Collés à l’histoire

mis en ligne le 10 décembre 2009
Quarante années de propagande politique adhésive sont réunies dans les chapitres préparés par Zvonimir Novak, professeur d’arts appliqués et grand collectionneur de vignettes militantes. En vérité, Zvonimir Novak nous emmène encore un peu plus loin dans le temps puisqu’il nous présente aussi quelques spécimens de vignettes gommées datant de 1906. Dans le livre de Guillaume Doizy, Les Corbeaux contre la calotte (éditions libertaires, 2007), on notait qu’à cette époque les anticléricaux diffusaient déjà des milliers de papillons pour bouffer du curé via des illustrations saignantes. Au même moment, la CGT (conduite alors par les anarchistes) utilisait, entre autres choses, des moyens identiques pour militer en faveur de la « grève générale expropriatrice ». Les éditeurs du Libertaire faisaient aussi leur « pub » de cette façon, tout comme le syndicat de locataire créé par l’anarchiste Georges Cochon, ancêtre de Droit au logement, qui éditait des vignettes pour lutter contre les proprios vautours.
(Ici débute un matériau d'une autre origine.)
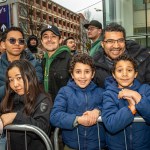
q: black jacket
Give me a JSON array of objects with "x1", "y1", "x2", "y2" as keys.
[
  {"x1": 0, "y1": 50, "x2": 43, "y2": 102},
  {"x1": 93, "y1": 40, "x2": 150, "y2": 87},
  {"x1": 10, "y1": 94, "x2": 52, "y2": 150},
  {"x1": 42, "y1": 51, "x2": 71, "y2": 101}
]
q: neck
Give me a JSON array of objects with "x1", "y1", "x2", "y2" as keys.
[
  {"x1": 92, "y1": 37, "x2": 99, "y2": 43},
  {"x1": 7, "y1": 53, "x2": 20, "y2": 62},
  {"x1": 47, "y1": 50, "x2": 56, "y2": 57}
]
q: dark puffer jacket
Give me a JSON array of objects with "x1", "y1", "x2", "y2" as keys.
[
  {"x1": 7, "y1": 93, "x2": 52, "y2": 150},
  {"x1": 50, "y1": 80, "x2": 105, "y2": 150},
  {"x1": 102, "y1": 77, "x2": 150, "y2": 150},
  {"x1": 42, "y1": 46, "x2": 71, "y2": 101},
  {"x1": 0, "y1": 51, "x2": 43, "y2": 102},
  {"x1": 94, "y1": 40, "x2": 150, "y2": 87}
]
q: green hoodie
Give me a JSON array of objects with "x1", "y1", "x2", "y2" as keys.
[
  {"x1": 89, "y1": 38, "x2": 101, "y2": 57},
  {"x1": 44, "y1": 46, "x2": 70, "y2": 92}
]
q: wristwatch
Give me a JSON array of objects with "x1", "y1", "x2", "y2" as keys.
[{"x1": 0, "y1": 119, "x2": 4, "y2": 135}]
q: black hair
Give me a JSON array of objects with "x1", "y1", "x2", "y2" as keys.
[
  {"x1": 102, "y1": 22, "x2": 126, "y2": 40},
  {"x1": 112, "y1": 54, "x2": 137, "y2": 73},
  {"x1": 2, "y1": 27, "x2": 24, "y2": 41},
  {"x1": 63, "y1": 36, "x2": 75, "y2": 45},
  {"x1": 69, "y1": 53, "x2": 95, "y2": 73}
]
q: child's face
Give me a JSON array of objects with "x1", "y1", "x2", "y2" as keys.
[
  {"x1": 113, "y1": 60, "x2": 137, "y2": 88},
  {"x1": 71, "y1": 62, "x2": 94, "y2": 88},
  {"x1": 8, "y1": 67, "x2": 25, "y2": 95}
]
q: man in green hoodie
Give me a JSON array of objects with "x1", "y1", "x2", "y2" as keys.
[
  {"x1": 84, "y1": 20, "x2": 102, "y2": 57},
  {"x1": 41, "y1": 25, "x2": 71, "y2": 101}
]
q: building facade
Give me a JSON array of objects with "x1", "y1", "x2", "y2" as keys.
[
  {"x1": 0, "y1": 0, "x2": 86, "y2": 51},
  {"x1": 102, "y1": 0, "x2": 150, "y2": 47}
]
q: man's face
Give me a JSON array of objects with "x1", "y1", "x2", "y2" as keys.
[
  {"x1": 101, "y1": 32, "x2": 125, "y2": 60},
  {"x1": 30, "y1": 39, "x2": 37, "y2": 46},
  {"x1": 87, "y1": 25, "x2": 102, "y2": 42},
  {"x1": 1, "y1": 31, "x2": 25, "y2": 57},
  {"x1": 41, "y1": 31, "x2": 62, "y2": 52},
  {"x1": 67, "y1": 39, "x2": 76, "y2": 51}
]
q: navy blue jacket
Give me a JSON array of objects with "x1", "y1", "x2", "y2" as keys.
[
  {"x1": 102, "y1": 77, "x2": 150, "y2": 150},
  {"x1": 0, "y1": 51, "x2": 43, "y2": 102},
  {"x1": 50, "y1": 80, "x2": 105, "y2": 150},
  {"x1": 93, "y1": 40, "x2": 150, "y2": 87}
]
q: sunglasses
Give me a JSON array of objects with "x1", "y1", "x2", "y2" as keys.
[{"x1": 7, "y1": 38, "x2": 25, "y2": 45}]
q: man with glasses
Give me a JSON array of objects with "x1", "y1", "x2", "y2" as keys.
[
  {"x1": 93, "y1": 23, "x2": 150, "y2": 87},
  {"x1": 0, "y1": 27, "x2": 43, "y2": 101},
  {"x1": 63, "y1": 36, "x2": 78, "y2": 56},
  {"x1": 84, "y1": 20, "x2": 102, "y2": 57},
  {"x1": 41, "y1": 25, "x2": 71, "y2": 101},
  {"x1": 41, "y1": 25, "x2": 71, "y2": 150}
]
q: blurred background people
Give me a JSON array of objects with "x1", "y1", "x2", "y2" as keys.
[
  {"x1": 0, "y1": 59, "x2": 52, "y2": 150},
  {"x1": 84, "y1": 20, "x2": 102, "y2": 57},
  {"x1": 64, "y1": 37, "x2": 77, "y2": 55}
]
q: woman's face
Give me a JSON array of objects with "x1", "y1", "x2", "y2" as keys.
[
  {"x1": 8, "y1": 67, "x2": 25, "y2": 95},
  {"x1": 113, "y1": 60, "x2": 137, "y2": 88}
]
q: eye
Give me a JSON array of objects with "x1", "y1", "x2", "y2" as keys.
[
  {"x1": 116, "y1": 69, "x2": 122, "y2": 72},
  {"x1": 9, "y1": 78, "x2": 13, "y2": 82},
  {"x1": 128, "y1": 69, "x2": 133, "y2": 72},
  {"x1": 17, "y1": 77, "x2": 22, "y2": 80},
  {"x1": 85, "y1": 70, "x2": 90, "y2": 74},
  {"x1": 76, "y1": 70, "x2": 80, "y2": 74}
]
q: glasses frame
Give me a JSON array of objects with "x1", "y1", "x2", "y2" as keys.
[
  {"x1": 103, "y1": 38, "x2": 126, "y2": 45},
  {"x1": 6, "y1": 38, "x2": 25, "y2": 45}
]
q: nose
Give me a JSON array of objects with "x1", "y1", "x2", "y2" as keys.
[
  {"x1": 122, "y1": 70, "x2": 127, "y2": 76},
  {"x1": 81, "y1": 72, "x2": 85, "y2": 78},
  {"x1": 14, "y1": 80, "x2": 19, "y2": 88},
  {"x1": 113, "y1": 41, "x2": 119, "y2": 48}
]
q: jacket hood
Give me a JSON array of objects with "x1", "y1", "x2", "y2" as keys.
[
  {"x1": 27, "y1": 35, "x2": 39, "y2": 52},
  {"x1": 105, "y1": 76, "x2": 141, "y2": 93},
  {"x1": 67, "y1": 79, "x2": 97, "y2": 92}
]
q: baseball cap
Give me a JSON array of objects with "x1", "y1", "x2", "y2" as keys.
[
  {"x1": 41, "y1": 25, "x2": 61, "y2": 37},
  {"x1": 84, "y1": 20, "x2": 102, "y2": 29}
]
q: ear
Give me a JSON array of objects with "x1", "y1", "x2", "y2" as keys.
[
  {"x1": 1, "y1": 41, "x2": 6, "y2": 49},
  {"x1": 71, "y1": 73, "x2": 74, "y2": 79},
  {"x1": 112, "y1": 73, "x2": 116, "y2": 79},
  {"x1": 100, "y1": 41, "x2": 104, "y2": 48},
  {"x1": 59, "y1": 38, "x2": 62, "y2": 44},
  {"x1": 134, "y1": 71, "x2": 138, "y2": 78},
  {"x1": 92, "y1": 71, "x2": 95, "y2": 78}
]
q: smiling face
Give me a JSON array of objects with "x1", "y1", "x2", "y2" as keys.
[
  {"x1": 41, "y1": 31, "x2": 62, "y2": 53},
  {"x1": 8, "y1": 67, "x2": 25, "y2": 95},
  {"x1": 87, "y1": 25, "x2": 102, "y2": 42},
  {"x1": 113, "y1": 60, "x2": 137, "y2": 88},
  {"x1": 101, "y1": 31, "x2": 125, "y2": 60},
  {"x1": 71, "y1": 62, "x2": 94, "y2": 88},
  {"x1": 2, "y1": 31, "x2": 25, "y2": 61}
]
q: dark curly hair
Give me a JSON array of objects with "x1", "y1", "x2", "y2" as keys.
[
  {"x1": 112, "y1": 54, "x2": 137, "y2": 73},
  {"x1": 2, "y1": 27, "x2": 25, "y2": 42},
  {"x1": 102, "y1": 22, "x2": 126, "y2": 40},
  {"x1": 69, "y1": 53, "x2": 95, "y2": 73}
]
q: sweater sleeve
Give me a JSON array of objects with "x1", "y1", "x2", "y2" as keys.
[
  {"x1": 13, "y1": 97, "x2": 52, "y2": 133},
  {"x1": 102, "y1": 92, "x2": 134, "y2": 133},
  {"x1": 50, "y1": 88, "x2": 76, "y2": 129},
  {"x1": 136, "y1": 85, "x2": 150, "y2": 124}
]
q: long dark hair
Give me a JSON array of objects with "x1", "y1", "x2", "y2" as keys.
[{"x1": 0, "y1": 59, "x2": 42, "y2": 115}]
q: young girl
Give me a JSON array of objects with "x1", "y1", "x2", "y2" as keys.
[
  {"x1": 0, "y1": 60, "x2": 52, "y2": 150},
  {"x1": 50, "y1": 54, "x2": 105, "y2": 150},
  {"x1": 102, "y1": 55, "x2": 150, "y2": 150}
]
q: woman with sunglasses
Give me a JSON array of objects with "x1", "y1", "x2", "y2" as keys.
[
  {"x1": 0, "y1": 60, "x2": 52, "y2": 150},
  {"x1": 0, "y1": 27, "x2": 43, "y2": 102}
]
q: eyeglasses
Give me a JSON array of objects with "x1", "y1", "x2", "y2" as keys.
[
  {"x1": 7, "y1": 38, "x2": 25, "y2": 45},
  {"x1": 86, "y1": 27, "x2": 98, "y2": 31},
  {"x1": 103, "y1": 38, "x2": 125, "y2": 45}
]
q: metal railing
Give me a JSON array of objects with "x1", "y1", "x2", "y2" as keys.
[
  {"x1": 4, "y1": 124, "x2": 53, "y2": 150},
  {"x1": 54, "y1": 116, "x2": 145, "y2": 150}
]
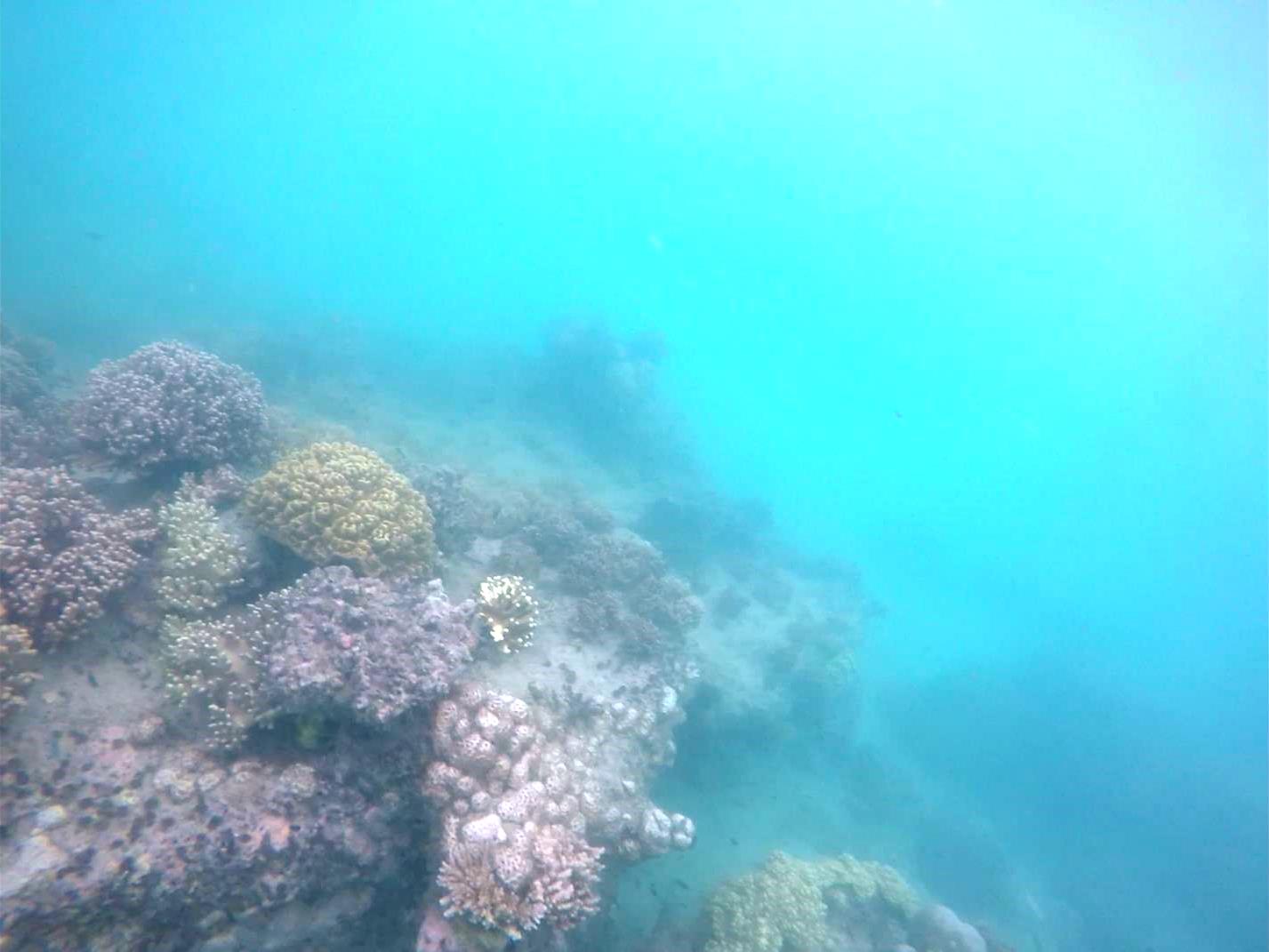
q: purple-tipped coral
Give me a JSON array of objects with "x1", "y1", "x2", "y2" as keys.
[
  {"x1": 260, "y1": 565, "x2": 476, "y2": 724},
  {"x1": 0, "y1": 469, "x2": 155, "y2": 648},
  {"x1": 75, "y1": 342, "x2": 265, "y2": 469}
]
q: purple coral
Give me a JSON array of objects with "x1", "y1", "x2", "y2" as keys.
[
  {"x1": 75, "y1": 342, "x2": 265, "y2": 469},
  {"x1": 260, "y1": 565, "x2": 476, "y2": 724},
  {"x1": 0, "y1": 469, "x2": 155, "y2": 648}
]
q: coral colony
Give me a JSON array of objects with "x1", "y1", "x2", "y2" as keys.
[{"x1": 0, "y1": 336, "x2": 1004, "y2": 952}]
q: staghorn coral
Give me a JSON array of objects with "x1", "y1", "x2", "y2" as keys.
[
  {"x1": 476, "y1": 575, "x2": 538, "y2": 654},
  {"x1": 160, "y1": 618, "x2": 267, "y2": 753},
  {"x1": 0, "y1": 604, "x2": 39, "y2": 724},
  {"x1": 155, "y1": 480, "x2": 246, "y2": 615},
  {"x1": 704, "y1": 851, "x2": 918, "y2": 952},
  {"x1": 74, "y1": 341, "x2": 265, "y2": 469},
  {"x1": 250, "y1": 565, "x2": 476, "y2": 724},
  {"x1": 0, "y1": 469, "x2": 154, "y2": 648},
  {"x1": 245, "y1": 443, "x2": 437, "y2": 575}
]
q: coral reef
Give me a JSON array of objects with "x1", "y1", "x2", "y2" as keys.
[
  {"x1": 252, "y1": 565, "x2": 476, "y2": 724},
  {"x1": 476, "y1": 575, "x2": 538, "y2": 654},
  {"x1": 160, "y1": 618, "x2": 267, "y2": 753},
  {"x1": 422, "y1": 684, "x2": 695, "y2": 937},
  {"x1": 74, "y1": 341, "x2": 265, "y2": 469},
  {"x1": 0, "y1": 468, "x2": 155, "y2": 648},
  {"x1": 408, "y1": 467, "x2": 494, "y2": 556},
  {"x1": 155, "y1": 480, "x2": 246, "y2": 615},
  {"x1": 0, "y1": 664, "x2": 420, "y2": 952},
  {"x1": 245, "y1": 443, "x2": 437, "y2": 575},
  {"x1": 704, "y1": 851, "x2": 918, "y2": 952},
  {"x1": 630, "y1": 575, "x2": 705, "y2": 635},
  {"x1": 424, "y1": 684, "x2": 603, "y2": 938},
  {"x1": 559, "y1": 530, "x2": 665, "y2": 595},
  {"x1": 0, "y1": 606, "x2": 39, "y2": 724}
]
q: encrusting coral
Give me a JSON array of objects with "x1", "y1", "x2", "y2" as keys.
[
  {"x1": 476, "y1": 575, "x2": 538, "y2": 654},
  {"x1": 155, "y1": 480, "x2": 246, "y2": 615},
  {"x1": 74, "y1": 341, "x2": 267, "y2": 469},
  {"x1": 704, "y1": 851, "x2": 918, "y2": 952},
  {"x1": 245, "y1": 443, "x2": 437, "y2": 575},
  {"x1": 0, "y1": 469, "x2": 155, "y2": 649}
]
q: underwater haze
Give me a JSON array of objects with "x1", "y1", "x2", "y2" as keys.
[{"x1": 0, "y1": 0, "x2": 1269, "y2": 952}]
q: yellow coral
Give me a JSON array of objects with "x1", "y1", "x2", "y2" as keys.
[
  {"x1": 705, "y1": 851, "x2": 916, "y2": 952},
  {"x1": 246, "y1": 443, "x2": 437, "y2": 575}
]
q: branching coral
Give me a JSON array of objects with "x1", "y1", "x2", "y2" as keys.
[
  {"x1": 0, "y1": 606, "x2": 39, "y2": 724},
  {"x1": 0, "y1": 469, "x2": 154, "y2": 648},
  {"x1": 252, "y1": 565, "x2": 476, "y2": 724},
  {"x1": 704, "y1": 851, "x2": 916, "y2": 952},
  {"x1": 246, "y1": 443, "x2": 437, "y2": 575},
  {"x1": 155, "y1": 483, "x2": 246, "y2": 615},
  {"x1": 161, "y1": 618, "x2": 267, "y2": 753},
  {"x1": 75, "y1": 342, "x2": 265, "y2": 469},
  {"x1": 424, "y1": 684, "x2": 603, "y2": 938},
  {"x1": 476, "y1": 575, "x2": 538, "y2": 654}
]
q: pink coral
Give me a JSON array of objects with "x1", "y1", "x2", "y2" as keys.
[
  {"x1": 75, "y1": 342, "x2": 265, "y2": 469},
  {"x1": 0, "y1": 469, "x2": 157, "y2": 648}
]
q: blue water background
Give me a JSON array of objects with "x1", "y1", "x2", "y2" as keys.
[{"x1": 0, "y1": 0, "x2": 1269, "y2": 951}]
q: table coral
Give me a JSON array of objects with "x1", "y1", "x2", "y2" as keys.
[
  {"x1": 0, "y1": 469, "x2": 155, "y2": 648},
  {"x1": 74, "y1": 341, "x2": 265, "y2": 469},
  {"x1": 245, "y1": 443, "x2": 437, "y2": 575}
]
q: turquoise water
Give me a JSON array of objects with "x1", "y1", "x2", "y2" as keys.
[{"x1": 0, "y1": 0, "x2": 1269, "y2": 952}]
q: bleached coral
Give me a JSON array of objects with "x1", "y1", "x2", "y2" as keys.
[
  {"x1": 476, "y1": 575, "x2": 538, "y2": 654},
  {"x1": 155, "y1": 487, "x2": 246, "y2": 615}
]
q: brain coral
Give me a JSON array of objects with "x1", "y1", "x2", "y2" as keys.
[
  {"x1": 246, "y1": 443, "x2": 437, "y2": 575},
  {"x1": 74, "y1": 341, "x2": 265, "y2": 469}
]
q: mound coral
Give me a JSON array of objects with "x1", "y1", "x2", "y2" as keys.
[
  {"x1": 0, "y1": 469, "x2": 155, "y2": 648},
  {"x1": 476, "y1": 575, "x2": 538, "y2": 654},
  {"x1": 252, "y1": 565, "x2": 476, "y2": 724},
  {"x1": 160, "y1": 618, "x2": 265, "y2": 753},
  {"x1": 0, "y1": 606, "x2": 39, "y2": 724},
  {"x1": 704, "y1": 851, "x2": 918, "y2": 952},
  {"x1": 246, "y1": 443, "x2": 437, "y2": 575},
  {"x1": 74, "y1": 341, "x2": 265, "y2": 469},
  {"x1": 155, "y1": 480, "x2": 246, "y2": 615}
]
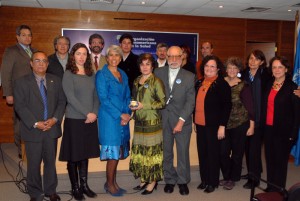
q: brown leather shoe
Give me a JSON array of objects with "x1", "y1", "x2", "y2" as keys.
[{"x1": 46, "y1": 193, "x2": 60, "y2": 201}]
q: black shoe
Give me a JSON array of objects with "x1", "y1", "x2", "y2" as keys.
[
  {"x1": 264, "y1": 187, "x2": 275, "y2": 193},
  {"x1": 141, "y1": 182, "x2": 157, "y2": 195},
  {"x1": 164, "y1": 184, "x2": 175, "y2": 193},
  {"x1": 45, "y1": 193, "x2": 61, "y2": 201},
  {"x1": 197, "y1": 182, "x2": 207, "y2": 190},
  {"x1": 241, "y1": 174, "x2": 249, "y2": 179},
  {"x1": 133, "y1": 183, "x2": 148, "y2": 191},
  {"x1": 243, "y1": 180, "x2": 259, "y2": 189},
  {"x1": 178, "y1": 184, "x2": 190, "y2": 195},
  {"x1": 204, "y1": 185, "x2": 215, "y2": 193}
]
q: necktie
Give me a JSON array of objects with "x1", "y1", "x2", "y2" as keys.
[
  {"x1": 40, "y1": 79, "x2": 48, "y2": 120},
  {"x1": 25, "y1": 48, "x2": 32, "y2": 58},
  {"x1": 94, "y1": 56, "x2": 98, "y2": 70}
]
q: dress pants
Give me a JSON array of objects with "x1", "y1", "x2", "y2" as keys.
[
  {"x1": 25, "y1": 132, "x2": 57, "y2": 198},
  {"x1": 220, "y1": 121, "x2": 249, "y2": 181},
  {"x1": 196, "y1": 125, "x2": 221, "y2": 187},
  {"x1": 163, "y1": 118, "x2": 192, "y2": 184},
  {"x1": 245, "y1": 127, "x2": 262, "y2": 178},
  {"x1": 264, "y1": 126, "x2": 291, "y2": 190},
  {"x1": 13, "y1": 112, "x2": 22, "y2": 155}
]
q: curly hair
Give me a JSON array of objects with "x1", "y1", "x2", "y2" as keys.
[
  {"x1": 66, "y1": 43, "x2": 94, "y2": 76},
  {"x1": 246, "y1": 50, "x2": 267, "y2": 68},
  {"x1": 200, "y1": 55, "x2": 224, "y2": 77}
]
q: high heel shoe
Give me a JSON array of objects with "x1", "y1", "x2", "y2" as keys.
[
  {"x1": 133, "y1": 182, "x2": 148, "y2": 191},
  {"x1": 141, "y1": 182, "x2": 158, "y2": 195},
  {"x1": 104, "y1": 183, "x2": 124, "y2": 197}
]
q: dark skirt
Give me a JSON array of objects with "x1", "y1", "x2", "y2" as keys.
[{"x1": 59, "y1": 118, "x2": 100, "y2": 162}]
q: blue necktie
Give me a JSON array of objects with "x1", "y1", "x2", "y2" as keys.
[{"x1": 40, "y1": 79, "x2": 48, "y2": 120}]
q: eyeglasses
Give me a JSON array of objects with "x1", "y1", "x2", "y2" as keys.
[
  {"x1": 33, "y1": 59, "x2": 48, "y2": 64},
  {"x1": 168, "y1": 54, "x2": 182, "y2": 60}
]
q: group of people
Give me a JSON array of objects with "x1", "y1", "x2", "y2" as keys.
[{"x1": 1, "y1": 25, "x2": 300, "y2": 201}]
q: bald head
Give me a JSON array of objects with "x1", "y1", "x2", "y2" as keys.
[{"x1": 167, "y1": 46, "x2": 182, "y2": 68}]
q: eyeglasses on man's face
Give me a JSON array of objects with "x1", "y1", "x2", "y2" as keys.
[
  {"x1": 33, "y1": 59, "x2": 48, "y2": 64},
  {"x1": 168, "y1": 54, "x2": 182, "y2": 60}
]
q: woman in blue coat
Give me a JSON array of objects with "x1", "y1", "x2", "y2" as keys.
[{"x1": 96, "y1": 45, "x2": 131, "y2": 196}]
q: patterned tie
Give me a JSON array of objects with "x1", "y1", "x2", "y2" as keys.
[
  {"x1": 40, "y1": 79, "x2": 48, "y2": 120},
  {"x1": 94, "y1": 56, "x2": 98, "y2": 70},
  {"x1": 25, "y1": 48, "x2": 32, "y2": 58}
]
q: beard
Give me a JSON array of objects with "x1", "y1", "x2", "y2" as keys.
[{"x1": 91, "y1": 46, "x2": 103, "y2": 54}]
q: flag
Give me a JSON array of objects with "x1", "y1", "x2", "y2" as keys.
[{"x1": 291, "y1": 11, "x2": 300, "y2": 166}]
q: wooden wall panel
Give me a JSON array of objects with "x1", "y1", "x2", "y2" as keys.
[{"x1": 0, "y1": 6, "x2": 294, "y2": 142}]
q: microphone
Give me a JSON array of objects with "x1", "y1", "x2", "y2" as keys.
[{"x1": 166, "y1": 94, "x2": 173, "y2": 105}]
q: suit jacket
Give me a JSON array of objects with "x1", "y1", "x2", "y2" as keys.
[
  {"x1": 262, "y1": 78, "x2": 300, "y2": 139},
  {"x1": 118, "y1": 52, "x2": 141, "y2": 91},
  {"x1": 47, "y1": 53, "x2": 65, "y2": 79},
  {"x1": 1, "y1": 43, "x2": 34, "y2": 96},
  {"x1": 96, "y1": 65, "x2": 131, "y2": 146},
  {"x1": 91, "y1": 54, "x2": 107, "y2": 73},
  {"x1": 154, "y1": 66, "x2": 195, "y2": 127},
  {"x1": 14, "y1": 73, "x2": 66, "y2": 142},
  {"x1": 196, "y1": 76, "x2": 232, "y2": 126}
]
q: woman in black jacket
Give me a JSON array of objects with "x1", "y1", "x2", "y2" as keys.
[{"x1": 262, "y1": 56, "x2": 300, "y2": 192}]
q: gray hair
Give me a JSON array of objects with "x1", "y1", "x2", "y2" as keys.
[{"x1": 106, "y1": 45, "x2": 123, "y2": 58}]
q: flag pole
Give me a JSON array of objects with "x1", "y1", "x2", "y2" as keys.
[{"x1": 294, "y1": 10, "x2": 299, "y2": 59}]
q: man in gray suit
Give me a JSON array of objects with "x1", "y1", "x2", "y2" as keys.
[
  {"x1": 14, "y1": 51, "x2": 66, "y2": 201},
  {"x1": 154, "y1": 46, "x2": 195, "y2": 195},
  {"x1": 1, "y1": 25, "x2": 34, "y2": 158}
]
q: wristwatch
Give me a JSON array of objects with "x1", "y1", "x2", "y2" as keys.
[{"x1": 33, "y1": 122, "x2": 38, "y2": 128}]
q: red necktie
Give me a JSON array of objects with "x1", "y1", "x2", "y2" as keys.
[{"x1": 94, "y1": 56, "x2": 98, "y2": 70}]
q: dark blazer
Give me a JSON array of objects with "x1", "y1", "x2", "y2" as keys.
[
  {"x1": 118, "y1": 52, "x2": 141, "y2": 91},
  {"x1": 242, "y1": 67, "x2": 271, "y2": 127},
  {"x1": 262, "y1": 78, "x2": 300, "y2": 139},
  {"x1": 196, "y1": 76, "x2": 232, "y2": 126},
  {"x1": 154, "y1": 66, "x2": 195, "y2": 126},
  {"x1": 14, "y1": 73, "x2": 66, "y2": 142},
  {"x1": 47, "y1": 53, "x2": 65, "y2": 79},
  {"x1": 181, "y1": 61, "x2": 196, "y2": 74},
  {"x1": 1, "y1": 43, "x2": 34, "y2": 96}
]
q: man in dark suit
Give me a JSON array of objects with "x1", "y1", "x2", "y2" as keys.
[
  {"x1": 89, "y1": 33, "x2": 107, "y2": 72},
  {"x1": 1, "y1": 25, "x2": 34, "y2": 158},
  {"x1": 155, "y1": 43, "x2": 169, "y2": 68},
  {"x1": 14, "y1": 51, "x2": 66, "y2": 201},
  {"x1": 154, "y1": 46, "x2": 195, "y2": 195},
  {"x1": 47, "y1": 36, "x2": 71, "y2": 79},
  {"x1": 118, "y1": 33, "x2": 141, "y2": 92}
]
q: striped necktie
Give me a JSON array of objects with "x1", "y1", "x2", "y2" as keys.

Les amis qui abordent la cinquantaine ou la soixantaine retrouvent dans le livre de Zvonimir Novak une partie des autocollants qui ont tapissé leur 2CV, leur 4L ou leur combi VW dans les années 1970-1980 : Lip, Larzac, objecteurs de conscience, lutte antinucléaire… Les plus jeunes pourront observer à la loupe les autocollants qu’ils croisent aujourd’hui sur du mobilier urbain ou sur des manifestants : le chat noir cénétiste, le haut-parleur du NPA, le « Casse-toi pov’con » du PG, etc. Chaque document est accompagné d’une description, d’un commentaire, de son année de parution, de son format et de son auteur.
Les anarchistes (FA, AL, CNT, Scalp-No- Pasaran, autonomes, etc.) ouvrent le bal avec une imposante production anticléricale, anti-répression, anticapitaliste, féministe, antifasciste… Les dessinateurs Reiser, Cabu, Luz, Faujour, Tardi, les Chats pelés, etc., ont pris la relève des Gustave Courbet, Camille Pissarro, Félix Valloton, Kupka ou Paul Signac qui prêtaient main forte aux anars à la fin du XIXe et au début du XXe siècle pour illustrer leurs publications.
Les éditions libertaires n’ont pas édité là un ouvrage nombriliste. Des chapitres entiers sont consacrés à l’imagerie de plusieurs planètes militantes. Défilent sous nos yeux les trotskistes (LCR, JCR, NPA, LO, OCI, AJS, PCI, MPPT), les maoïstes, les « alter-écolos » (PSU, Arev, comités Juquin, Verts, Alternatifs, antinucléaires, altermondialistes), les collectifs de lutte (antiracisme, féminisme, anti-G8, luttes étudiantes, pacifisme, Vietnam, Chili, Argentine, Pologne, Nicaragua, Kanaky, Palestine, etc.), les communistes (PCF, MJCF et quelques « satellites » : MRAP, SPF, FSGT, Mouvement de la paix), les socialistes (PS, MJS, Parti de gauche).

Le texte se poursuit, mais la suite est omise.